To calm the situation, it is also necessary that public spending, providing a safety net should flow from Afghan institutions, rather than foreign agencies.
The new US policy, however, visualises a massive civilian surge. Also, whatever is done in the social and economic sphere should be development from below.
As for inclusiveness and reconciliation being part of the overall stabilisation process, this should be Afghan-led. The latitude should lie with the Afghan leadership to choose with whom to have reconciliation and how. They will probably bring in those who will commit themselves to respecting democracy and human rights as enshrined in the Afghan Constitution.
Q. What is the nature of India’s development work in Afghanistan that it should be lauded equally by the Afghans and the Americans?

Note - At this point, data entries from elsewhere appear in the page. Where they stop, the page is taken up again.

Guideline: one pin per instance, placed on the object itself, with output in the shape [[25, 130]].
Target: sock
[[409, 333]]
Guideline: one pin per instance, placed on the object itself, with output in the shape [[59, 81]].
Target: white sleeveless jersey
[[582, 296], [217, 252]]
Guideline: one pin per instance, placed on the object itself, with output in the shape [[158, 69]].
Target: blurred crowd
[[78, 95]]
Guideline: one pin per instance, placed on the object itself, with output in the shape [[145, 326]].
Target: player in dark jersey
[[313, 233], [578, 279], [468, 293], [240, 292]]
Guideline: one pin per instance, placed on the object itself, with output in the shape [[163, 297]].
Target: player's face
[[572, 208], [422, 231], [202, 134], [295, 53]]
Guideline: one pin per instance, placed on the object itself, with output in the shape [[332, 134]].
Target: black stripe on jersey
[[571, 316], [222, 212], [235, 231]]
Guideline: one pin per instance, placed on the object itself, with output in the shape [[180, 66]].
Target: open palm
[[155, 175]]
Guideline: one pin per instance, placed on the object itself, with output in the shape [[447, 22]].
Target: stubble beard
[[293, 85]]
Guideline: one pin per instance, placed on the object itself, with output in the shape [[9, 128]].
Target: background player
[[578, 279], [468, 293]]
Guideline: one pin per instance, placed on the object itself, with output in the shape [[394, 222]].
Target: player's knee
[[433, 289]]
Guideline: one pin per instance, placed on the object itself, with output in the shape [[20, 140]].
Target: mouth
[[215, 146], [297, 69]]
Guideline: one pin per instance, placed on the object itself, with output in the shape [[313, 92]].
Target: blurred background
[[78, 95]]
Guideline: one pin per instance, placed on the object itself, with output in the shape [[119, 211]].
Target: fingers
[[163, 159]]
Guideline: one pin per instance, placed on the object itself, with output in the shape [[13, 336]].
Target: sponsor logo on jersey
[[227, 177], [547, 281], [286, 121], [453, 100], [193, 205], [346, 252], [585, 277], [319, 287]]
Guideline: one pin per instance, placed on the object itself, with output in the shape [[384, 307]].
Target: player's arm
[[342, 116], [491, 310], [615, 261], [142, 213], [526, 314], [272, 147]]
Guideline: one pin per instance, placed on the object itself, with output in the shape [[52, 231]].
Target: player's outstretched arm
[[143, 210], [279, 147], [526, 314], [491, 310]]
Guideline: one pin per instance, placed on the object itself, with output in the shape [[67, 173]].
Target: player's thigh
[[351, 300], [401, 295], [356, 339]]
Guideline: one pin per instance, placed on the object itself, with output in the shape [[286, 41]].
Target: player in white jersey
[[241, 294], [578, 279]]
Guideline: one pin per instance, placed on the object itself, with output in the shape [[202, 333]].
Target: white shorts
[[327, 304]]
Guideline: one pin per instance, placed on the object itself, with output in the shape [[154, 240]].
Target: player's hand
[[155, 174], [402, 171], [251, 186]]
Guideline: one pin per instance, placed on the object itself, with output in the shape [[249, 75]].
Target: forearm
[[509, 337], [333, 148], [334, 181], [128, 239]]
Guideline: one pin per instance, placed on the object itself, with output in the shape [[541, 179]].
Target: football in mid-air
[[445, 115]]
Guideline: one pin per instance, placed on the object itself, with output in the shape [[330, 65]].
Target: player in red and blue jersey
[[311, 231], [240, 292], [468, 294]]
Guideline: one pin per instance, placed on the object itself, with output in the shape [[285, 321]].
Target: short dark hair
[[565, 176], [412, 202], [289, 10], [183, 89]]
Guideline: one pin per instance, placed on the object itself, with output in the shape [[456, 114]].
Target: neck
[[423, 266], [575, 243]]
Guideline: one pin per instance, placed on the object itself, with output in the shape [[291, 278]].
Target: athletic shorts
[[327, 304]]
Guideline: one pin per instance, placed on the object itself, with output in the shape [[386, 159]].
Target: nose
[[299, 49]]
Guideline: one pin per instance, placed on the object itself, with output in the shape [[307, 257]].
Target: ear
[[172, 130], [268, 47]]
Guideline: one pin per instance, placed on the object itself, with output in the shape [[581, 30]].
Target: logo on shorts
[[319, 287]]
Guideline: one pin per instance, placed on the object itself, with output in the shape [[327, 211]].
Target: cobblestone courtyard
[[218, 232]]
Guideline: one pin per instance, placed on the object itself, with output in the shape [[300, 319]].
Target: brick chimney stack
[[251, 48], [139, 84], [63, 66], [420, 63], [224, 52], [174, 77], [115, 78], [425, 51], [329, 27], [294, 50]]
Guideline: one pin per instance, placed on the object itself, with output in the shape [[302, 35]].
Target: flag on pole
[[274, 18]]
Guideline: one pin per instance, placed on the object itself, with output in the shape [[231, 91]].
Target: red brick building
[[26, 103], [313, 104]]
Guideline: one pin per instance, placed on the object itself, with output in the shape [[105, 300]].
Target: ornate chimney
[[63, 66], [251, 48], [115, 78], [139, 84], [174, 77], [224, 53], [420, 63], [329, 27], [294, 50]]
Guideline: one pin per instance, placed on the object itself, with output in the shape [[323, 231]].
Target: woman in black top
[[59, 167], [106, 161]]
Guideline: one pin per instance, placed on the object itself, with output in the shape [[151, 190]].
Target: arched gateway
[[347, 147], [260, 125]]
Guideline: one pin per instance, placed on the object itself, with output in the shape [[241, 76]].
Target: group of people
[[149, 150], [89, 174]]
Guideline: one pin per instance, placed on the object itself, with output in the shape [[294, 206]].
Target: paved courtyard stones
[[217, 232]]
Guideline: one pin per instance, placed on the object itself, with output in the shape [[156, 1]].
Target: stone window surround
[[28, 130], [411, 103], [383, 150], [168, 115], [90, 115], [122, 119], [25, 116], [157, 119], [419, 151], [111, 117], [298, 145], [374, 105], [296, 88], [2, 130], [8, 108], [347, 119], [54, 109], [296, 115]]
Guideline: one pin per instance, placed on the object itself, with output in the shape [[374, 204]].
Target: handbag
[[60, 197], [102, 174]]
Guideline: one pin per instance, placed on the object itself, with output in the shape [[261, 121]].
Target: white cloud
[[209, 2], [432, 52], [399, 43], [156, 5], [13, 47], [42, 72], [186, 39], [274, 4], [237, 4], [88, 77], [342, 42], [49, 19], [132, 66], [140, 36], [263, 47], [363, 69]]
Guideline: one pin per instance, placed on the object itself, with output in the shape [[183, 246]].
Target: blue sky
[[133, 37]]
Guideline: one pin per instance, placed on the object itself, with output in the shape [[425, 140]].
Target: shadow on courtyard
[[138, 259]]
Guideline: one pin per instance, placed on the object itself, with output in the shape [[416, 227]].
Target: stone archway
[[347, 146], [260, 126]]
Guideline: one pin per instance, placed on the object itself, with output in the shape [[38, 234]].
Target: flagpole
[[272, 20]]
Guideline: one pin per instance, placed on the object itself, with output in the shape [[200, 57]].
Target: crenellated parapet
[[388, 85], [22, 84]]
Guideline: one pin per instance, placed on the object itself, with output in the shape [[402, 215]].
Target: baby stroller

A. We have helped establish power systems and transmission lines so that now there is 24-hour power in Kabul. We have built hundreds of kilometres of roads. We have done rural development work. Shortly we may expect to help in a big way in the agriculture sector. The details are likely to become available after the London Conference.
Over time, our role has been changing in view of Afghan needs. We only assist in areas in which we are asked by the Afghans. We are currently into building Afghan capacity in a big way, into skills creation and development, so that those we train may train others. In this field, we are doing more than anyone else.
Q. Afghanistan was a non-aligned country before the Soviet invasion, like India. Does that still ring a bell for both sides?
A. There is a strategic congruence between our foreign policy objectives and Afghanistan’s national interests. What we are seeking is a stabilisation of that country, for it to be able to stand up on its feet, and take independent decisions. That is what the Afghans also want.